|
From: Krzysztof B. <kb...@un...> - 2023-02-07 11:28:59
|
Hi Sander, W dniu 7.02.2023 o 09:26, Sander Apweiler pisze: > Dear Krzysztof, > we have problems with slow web UI and creashes of the endpoints. We got > a lot of feedback from users that the web UI is quite slow. Especially > if they want to invite multiple people or just accept an invitation > (more than two minutes the spinning wheel). > When we delete five registrations, the progress bar goes to ~95%, > blinks and it tokes two to three minutes to finish the deletion. If we > want to delete ten registrations, the risk is high that the console > endpoints crashes and we need to restart unity. > Switching the conflict resolution of an attribute statement from skip > to merge toke two minutes this morning. > > I'm pretty sure that our large number of users (14k+) is one of the > reasons for this. It seems that the server itself is not on load. It > has 0,3 having 4 cores. Unity is allowed to use 8GB RAM but the whole > server uses at the moment just 5,4GB. > > We increased already the number of workers to 32. Do you have some > hints how we can get a better performance? It is hard to say and most likely profiling will be needed to identify root cause. Before that can you be more specific by what do you mean be "endpoint crashes"? Are there any exceptions in logs? This might be very helpful. Generally there are many aspects influencing app performance. It is not only memory and CPU/threads. Also it might be related to I/O (e.g. excessive logging on DEBUG/TRACE level or RDBMS access - e.g. too few connections). There might be spikes in memory load which you won't observe wit OS tools, rather you need APM for that.
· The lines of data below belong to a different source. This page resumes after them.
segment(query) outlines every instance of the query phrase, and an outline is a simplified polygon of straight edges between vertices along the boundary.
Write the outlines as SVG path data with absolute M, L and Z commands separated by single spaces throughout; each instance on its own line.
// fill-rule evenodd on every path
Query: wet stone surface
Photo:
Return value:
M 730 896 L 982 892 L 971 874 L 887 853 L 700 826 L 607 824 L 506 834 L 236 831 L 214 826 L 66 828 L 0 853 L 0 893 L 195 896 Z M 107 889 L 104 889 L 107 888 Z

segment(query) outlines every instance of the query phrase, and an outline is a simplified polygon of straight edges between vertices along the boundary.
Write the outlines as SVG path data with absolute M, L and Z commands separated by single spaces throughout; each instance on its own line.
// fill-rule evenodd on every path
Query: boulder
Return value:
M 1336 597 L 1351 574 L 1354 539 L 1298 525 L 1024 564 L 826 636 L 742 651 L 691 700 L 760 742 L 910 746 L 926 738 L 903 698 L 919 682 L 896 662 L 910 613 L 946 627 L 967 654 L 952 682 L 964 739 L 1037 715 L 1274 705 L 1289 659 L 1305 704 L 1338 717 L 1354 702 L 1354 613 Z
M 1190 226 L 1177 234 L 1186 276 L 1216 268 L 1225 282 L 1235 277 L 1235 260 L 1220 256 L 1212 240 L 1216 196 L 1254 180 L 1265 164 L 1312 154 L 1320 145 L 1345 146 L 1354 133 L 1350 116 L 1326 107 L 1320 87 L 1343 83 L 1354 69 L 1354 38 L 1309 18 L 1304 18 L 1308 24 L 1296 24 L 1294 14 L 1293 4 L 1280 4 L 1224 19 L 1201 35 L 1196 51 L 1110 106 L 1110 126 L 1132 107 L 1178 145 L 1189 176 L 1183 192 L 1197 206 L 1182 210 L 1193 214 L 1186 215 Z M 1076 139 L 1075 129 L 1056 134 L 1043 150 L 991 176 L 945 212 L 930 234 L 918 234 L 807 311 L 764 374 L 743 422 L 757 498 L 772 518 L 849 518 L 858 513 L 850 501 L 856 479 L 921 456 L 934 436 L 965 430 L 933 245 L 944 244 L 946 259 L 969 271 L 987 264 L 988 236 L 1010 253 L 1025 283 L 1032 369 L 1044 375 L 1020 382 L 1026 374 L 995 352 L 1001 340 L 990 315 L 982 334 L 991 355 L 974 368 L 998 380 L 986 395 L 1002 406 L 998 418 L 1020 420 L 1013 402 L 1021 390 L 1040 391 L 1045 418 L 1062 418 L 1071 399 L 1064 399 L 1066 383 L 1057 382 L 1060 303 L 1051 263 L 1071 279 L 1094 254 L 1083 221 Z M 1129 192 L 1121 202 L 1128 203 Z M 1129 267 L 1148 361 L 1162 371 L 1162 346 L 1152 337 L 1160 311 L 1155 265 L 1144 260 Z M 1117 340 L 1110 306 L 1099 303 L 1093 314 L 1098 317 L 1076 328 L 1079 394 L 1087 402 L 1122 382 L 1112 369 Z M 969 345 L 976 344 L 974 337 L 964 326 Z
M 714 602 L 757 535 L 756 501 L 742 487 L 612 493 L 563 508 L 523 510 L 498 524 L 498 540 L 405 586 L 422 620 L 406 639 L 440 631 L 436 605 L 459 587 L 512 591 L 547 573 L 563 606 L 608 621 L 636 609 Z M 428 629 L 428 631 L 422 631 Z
What I'd anyway suggest for any bigger production instance. Then you will be able to check the detailed memory usage stats over time (if JVM runs close to its memory limits, GC kicks in and app starts to be very slow), threads utilization (there are few thread pools). In general my take on performance is that I first try to find reproducible case which is slow, then run it in some isolation (simulate on separate server or even on prod in off peak hours) with some extra logging turned on, find which operations are slow (gap in logs or long reported operation) and proceed from that point. HTH, Krzysztof |